People are reporting that clicking on links within my site brings up the RSS feed (or, on Internet Explorer, brings up a “Save File” dialog). I thought it might’ve been a problem with Apache’s mem_cache, but disabling that hasn’t solved the problem. It might be something going wrong with the Content-Type, but I haven’t looked very hard at that yet.

If anyone out there is trying to comment (and can’t), please be patient. Feel free to email me with your thoughts, because I like hearing from anyone who still reads this. I’m trying to figure this out.

(And if anyone’s heard of a similar problem, please let me know.)

Announcing mesozoic.geecs.org v4

Man, is it good to be done with this. I’ve got a new design for the site, and it’s already getting mixed reviews (who cares, I like it). I’ve also given up on writing my own content management system and embraced the five-minute installation that comes with WordPress. That means five minutes of installation and five weeks of migration; I’m a perfectionist, and it means it took forever to get the site design right. But the biggest change, for me, is that a lot of the content on this site is not managed by this site.

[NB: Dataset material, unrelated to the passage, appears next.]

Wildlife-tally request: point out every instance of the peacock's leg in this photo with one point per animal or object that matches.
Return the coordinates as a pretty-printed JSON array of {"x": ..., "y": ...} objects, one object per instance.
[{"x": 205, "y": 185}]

These days, our digital personae are the aggregate of events that happen on the sites we use. I am what I write, but I am also what I digg, what I tag, and even what my friends tag. So I’ve tried to simplify the site by pulling others into the mix. I use Flickr to manage my photos, so I don’t have to build my own photo albums. I use Delicious to manage my bookmarks, and I use SimplePie to list them on the sidebar. I don’t have a resume page anymore, but you can see my LinkedIn profile. I even tried building something like a lifestream, before I realized someone else had done it already. (Then I lost interest.)

The biggest problem I had with the old site was that I couldn’t keep it all up-to-date. So with most of the “extras” delegated out to third-party sites, I’m hoping it won’t take so much effort to keep the content from growing stale. And with a new system that makes remote editing a lot easier, I’m hoping to find more time for actually writing.